Five Eyes: AI cyberattacks are accelerating, timelines measured in months — businesses must act now

Cybersecurity agencies from the Five Eyes countries — Australia, Canada, New Zealand, the UK, and the US, including the NSA and CISA — have issued a joint statement that changes the rules of the game in cybersecurity. The document, titled The AI shift in cyber risk: why leaders must act now, was released on June 22 and sends an unequivocal signal to businesses and governments: the era of slow, predictable cyberattacks is over.
The analysts' main conclusion: advanced AI models are already capable of transforming both offensive and defensive capabilities in cyberspace. And the key factor here is speed. As the statement directly notes, "timelines are measured not in years, but in months." This is not just a warning — it is an acknowledgment of a new reality.
What exactly does AI change?
According to Five Eyes, artificial intelligence radically lowers the barrier to entry for attackers. Now, carrying out a complex attack no longer requires a team of highly skilled hackers — just the right prompt and computing resources are enough. The time between vulnerability discovery and exploitation is compressed to a minimum. On the other hand, the technology also gives defenders powerful tools: faster identification of weaknesses, improved code quality, automatic anomaly tracking, and incident response.
It is important to emphasize: the statement itself does not name specific models or developers. However, the context is clear. It refers to the capabilities of systems such as Anthropic Mythos and OpenAI GPT-5.5-Cyber, as well as their newer versions — Anthropic Fable 5 and OpenAI Daybreak. These names are already circulating in the professional community, and they are behind the regulators' concerns.
Why businesses need to act now
Five Eyes emphasizes: cyber risk is not just a technical problem. It is a matter of operational resilience, market trust, and personal responsibility of leadership. Boards of directors and top managers are urged not just to check whether protective mechanisms exist, but to ensure they can withstand a real incident.
Among the basic but critically important measures are reducing the attack surface and external system accessibility, accelerating security update deployment, abandoning unsupported legacy systems, and strengthening access control and authentication. And most importantly, incident preparation must happen before incidents occur, not after. The principles of secure-by-design and secure-by-default are becoming not a recommendation but a necessity: systems must be designed with security in mind from the outset.
Real numbers: from theory to practice
A March blog post from the UK's National Cyber Security Centre (NCSC) showed staggering dynamics. Over 18 months, the best AI models went from near-zero progress in a simulated corporate attack to completing over half of the scenario. The best model at that time — Claude Opus 4.6 — completed an average of 15.6 out of 32 steps, corresponding to about 6 hours of work out of the 14 needed by a human expert.
But the real breakthrough came after the release of Claude Mythos Preview. According to the UK AI Security Institute (AISI), this model became the first to complete a 32-step simulation of an attack on a corporate network from start to finish — in 3 out of 10 attempts. On average, it performed 22 out of 32 steps. For comparison, a human would need about 20 hours for such a scenario. By May 13, a newer version of Claude Mythos Preview had completed this test in 6 out of 10 attempts and, for the first time, passed a second, more complex scenario.

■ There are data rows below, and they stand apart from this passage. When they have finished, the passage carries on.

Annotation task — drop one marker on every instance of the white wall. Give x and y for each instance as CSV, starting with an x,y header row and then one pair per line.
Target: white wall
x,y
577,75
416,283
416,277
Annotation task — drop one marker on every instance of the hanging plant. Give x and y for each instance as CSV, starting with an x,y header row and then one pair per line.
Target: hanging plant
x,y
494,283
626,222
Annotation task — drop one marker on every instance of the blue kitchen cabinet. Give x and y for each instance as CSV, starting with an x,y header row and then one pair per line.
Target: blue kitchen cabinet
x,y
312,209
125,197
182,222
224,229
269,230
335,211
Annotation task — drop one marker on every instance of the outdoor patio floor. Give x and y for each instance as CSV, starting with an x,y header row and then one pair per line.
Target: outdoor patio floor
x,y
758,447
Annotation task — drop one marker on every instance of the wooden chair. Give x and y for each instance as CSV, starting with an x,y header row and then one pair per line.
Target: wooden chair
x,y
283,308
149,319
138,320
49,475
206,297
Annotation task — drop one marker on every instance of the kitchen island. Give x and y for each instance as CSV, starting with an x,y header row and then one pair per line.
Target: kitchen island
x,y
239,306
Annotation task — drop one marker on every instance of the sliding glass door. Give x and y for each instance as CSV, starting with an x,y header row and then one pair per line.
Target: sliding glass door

At the same time, AISI honestly notes the limitations of the tests: the simulation reflects a poorly protected network without active defenders. In reality, an attack would be much more complex. But the direction and speed of change leave no doubt: progress is steady and accelerating.
OpenAI and the new cybersecurity standard
On June 22, OpenAI released the full version of the GPT-5.5-Cyber model to a limited circle of verified defenders. The model set a new efficiency standard on the CyberGym platform with a score of 85.6% — compared to 81.8% for the base version. Additionally, the Patch the Planet initiative was launched in partnership with Trail of Bits and HackerOne, which will help open-source projects move faster from vulnerability discovery to remediation. There have already been initial successes in patching critical vulnerabilities in browsers, network infrastructure, FreeBSD, and the Linux kernel.
Agentic AI: a separate risk
Special attention should be paid to the May Five Eyes guidance on the secure deployment of agentic AI systems. Such services, which use LLMs, external tools, and memory to autonomously perform tasks, expand the attack surface. Vulnerabilities can arise not only in the model but also in tools, integrations, and downstream services. Particular risks highlighted include prompt injection and misinterpretation of goals. The regulators' recommendation is to deploy agentic AI in stages, starting with low-risk tasks, and never grant it broad access to critical systems without strict segmentation and rights control.
My comment as an analyst: The market, unfortunately, often ignores regulators' warnings, considering them overly cautious. But in this case, Five Eyes relies on real tests and numbers, not hypothetical scenarios. The speed at which AI is mastering complex cyberattacks exceeds all expectations. For the crypto industry, where the security of smart contracts and wallets is a matter of survival, this is a signal to immediately reassess defense strategies. Ignoring this trend means voluntarily opening the door to attackers who have already obtained a fundamentally new weapon.